Ulises fue prohibido inmediatamente por los hipócritas y pudibundísimos  mandatarios británicos, irlandeses y estadounidenses de la época.  ¡Si hasta utilizaba, sin rubor, el verbo to fuck (follar), considerado obsceno, repulsivo,  y  nunca permitido hasta entonces en letras de molde! ¡Y se atrevía a adentrarse,  con vergonzante desparpajo, en otros territorios prohibidos, entre ellos la exploración de la sexualidad femenina, orgasmos y masturbación incluidos!  ¡Era un asco de hombre! ¡Incumbía  suprimir el libro, hacerlo inaccesible! 

Estatua de James Joyce situada en el cruce de O'Conell Street con Earl St. North | Carlos R.Zapata

Cuando, más de treinta años después,  empecé mis estudios en el vetusto Trinity College de Dublín  -situado en el epicentro de la ciudad y objeto de múltiples alusiones en Ulises-,  el escandaloso libro de Joyce seguía proscrito  en Irlanda.  Debido, en primer lugar, a la implacable inquina que le tenía su entonces casi omnipotente Conferencia Episcopal.     

Joyce se dio cuenta, todavía joven, de que no podría seguir viviendo en aquel ambiente asfixiante.  Pasó una temporada en París en 1902,  y se estableció allí, resuelto a no regresar,  en 1904, esta vez acompañado de Norah Barnacle, que iba a ser la mujer de su vida y la musa.  El exilio de Joyce  no suponía, empero,  dejar de sentirse profundamente dublinés.  Al contrario, la ciudad  y sus gentes le seguirían obsesionando hasta su muerte en 1941, a los 59 años.  

Puerta georgiana en Dublín | Carlos R. Zapata

Sin saber mucho acerca del escritor,  pude finalmente conseguir en una librería dublines, bajo cuerda, un ejemplar del nefasto Ulises. Fue en 1957 y lo tengo a mi lado.  Su lectura me dejó asombrado, fascinado, conmovido hasta las raíces. Es más:  cambió el curso de mi vida.  Comprendí que Joyce era no solo un gigante revolucionario de la literatura de todos los tiempos, sino un héroe ético, un modelo a seguir, sobre todo para un joven irlandés deseoso de ser más libre, más europeo.   

Escribo este pequeño texto con el férvido deseo de provocar en alguien el deseo de acometer, o seguir acometiendo,  la lectura de Ulises .

Biblioteca Nacional de Irlanda | Carlos R.Zapata

Muchos amigos españoles me han confesado que,  pese a sus esfuerzos,  el libro les resulta incomprensible, inasible. Les señalo que, pese a sus dificultades,  contiene numerosas páginas transparentes y, por añadidura, a veces divertidísimas. Les  recomiendo que porfíen, que consigan un ejemplar de la hermosa edición Penguin (“Annotated Student Edition”),   y que, si no saben mucho inglés, e incluso si saben bastante, adquieran también,  para echarles una mano,  la versión española de Francisco García Tortosa (Cátedra), indudablemente la mejor. 

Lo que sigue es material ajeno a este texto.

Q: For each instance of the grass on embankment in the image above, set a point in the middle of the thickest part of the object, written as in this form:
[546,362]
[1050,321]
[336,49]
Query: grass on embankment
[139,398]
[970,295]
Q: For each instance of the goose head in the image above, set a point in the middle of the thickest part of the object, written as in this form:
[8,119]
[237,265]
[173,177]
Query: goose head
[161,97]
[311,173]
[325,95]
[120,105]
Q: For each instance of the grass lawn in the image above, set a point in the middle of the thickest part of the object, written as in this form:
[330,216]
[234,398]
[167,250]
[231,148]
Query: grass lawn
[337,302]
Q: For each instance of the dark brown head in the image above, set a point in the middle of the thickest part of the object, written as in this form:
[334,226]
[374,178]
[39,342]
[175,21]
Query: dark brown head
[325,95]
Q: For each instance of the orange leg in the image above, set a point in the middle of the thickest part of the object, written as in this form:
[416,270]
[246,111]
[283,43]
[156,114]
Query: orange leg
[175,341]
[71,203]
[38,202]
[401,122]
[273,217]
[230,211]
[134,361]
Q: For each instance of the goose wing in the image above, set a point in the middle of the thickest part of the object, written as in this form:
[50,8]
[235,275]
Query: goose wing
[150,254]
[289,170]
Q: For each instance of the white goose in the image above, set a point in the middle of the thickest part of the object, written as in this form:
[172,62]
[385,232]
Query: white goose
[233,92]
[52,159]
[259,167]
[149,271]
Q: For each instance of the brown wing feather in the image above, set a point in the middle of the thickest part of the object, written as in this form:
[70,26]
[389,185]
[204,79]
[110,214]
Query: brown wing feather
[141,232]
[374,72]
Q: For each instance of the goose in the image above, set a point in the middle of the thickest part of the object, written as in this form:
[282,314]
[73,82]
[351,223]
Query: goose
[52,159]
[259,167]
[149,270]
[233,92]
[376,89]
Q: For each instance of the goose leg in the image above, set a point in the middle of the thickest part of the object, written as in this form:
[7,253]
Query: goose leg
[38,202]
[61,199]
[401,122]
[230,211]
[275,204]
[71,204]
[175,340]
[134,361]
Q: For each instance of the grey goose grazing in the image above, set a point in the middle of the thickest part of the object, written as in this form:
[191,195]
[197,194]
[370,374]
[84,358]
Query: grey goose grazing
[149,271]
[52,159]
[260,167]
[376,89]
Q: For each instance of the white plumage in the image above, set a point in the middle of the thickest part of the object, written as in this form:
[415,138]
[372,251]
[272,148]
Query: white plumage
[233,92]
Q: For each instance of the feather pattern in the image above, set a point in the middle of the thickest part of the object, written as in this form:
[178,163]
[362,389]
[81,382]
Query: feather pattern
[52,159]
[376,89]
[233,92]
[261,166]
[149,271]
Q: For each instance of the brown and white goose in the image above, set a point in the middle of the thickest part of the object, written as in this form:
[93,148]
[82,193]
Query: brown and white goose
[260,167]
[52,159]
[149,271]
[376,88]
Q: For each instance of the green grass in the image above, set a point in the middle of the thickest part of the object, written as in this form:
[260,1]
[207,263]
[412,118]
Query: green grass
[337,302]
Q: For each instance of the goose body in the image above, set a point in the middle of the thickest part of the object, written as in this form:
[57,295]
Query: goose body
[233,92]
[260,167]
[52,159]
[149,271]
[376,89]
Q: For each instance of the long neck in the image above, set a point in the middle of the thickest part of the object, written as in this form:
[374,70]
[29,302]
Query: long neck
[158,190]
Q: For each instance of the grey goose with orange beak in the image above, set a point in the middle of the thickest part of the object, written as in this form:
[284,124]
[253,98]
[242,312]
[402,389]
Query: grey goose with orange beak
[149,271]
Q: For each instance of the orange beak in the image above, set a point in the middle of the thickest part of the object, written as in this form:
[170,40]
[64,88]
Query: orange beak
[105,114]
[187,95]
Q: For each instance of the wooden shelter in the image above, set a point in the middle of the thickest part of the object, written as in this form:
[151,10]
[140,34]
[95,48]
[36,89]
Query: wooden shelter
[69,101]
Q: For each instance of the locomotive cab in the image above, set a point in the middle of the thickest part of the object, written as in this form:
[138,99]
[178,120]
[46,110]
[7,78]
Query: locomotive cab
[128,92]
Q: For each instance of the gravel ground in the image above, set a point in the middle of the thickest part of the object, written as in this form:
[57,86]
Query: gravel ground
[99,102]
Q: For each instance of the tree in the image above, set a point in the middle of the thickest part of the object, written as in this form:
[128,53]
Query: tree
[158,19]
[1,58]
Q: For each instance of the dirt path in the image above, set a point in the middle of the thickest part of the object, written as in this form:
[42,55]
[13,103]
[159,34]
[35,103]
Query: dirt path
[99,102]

Entre las complejidades de la novela figuran la maestría con la cual Joyce capta la  manera de hablar de los siempre charlatanes dublineses,  repleta de juegos de palabras, ironías y frases ingeniosas, incluso de palabras y giros que no existen en otros ámbitos anglohablantes;  las parodias de distintos registros del inglés escrito;  la diabólica inventiva lingüística del autor;  su apelación al subconsciente mediante el monólogo interior,  y su cultura densísima. Ulises es para leerlo una y otra vez, como el Quijote, con la certeza de encontrar, a cada paso, matices antes insospechados y dignos de tener en cuenta. Un libro para toda la vida, incluso para ser abierto en cualquier momento  y disfrutado al azar:  un párrafo aquí, una página allá.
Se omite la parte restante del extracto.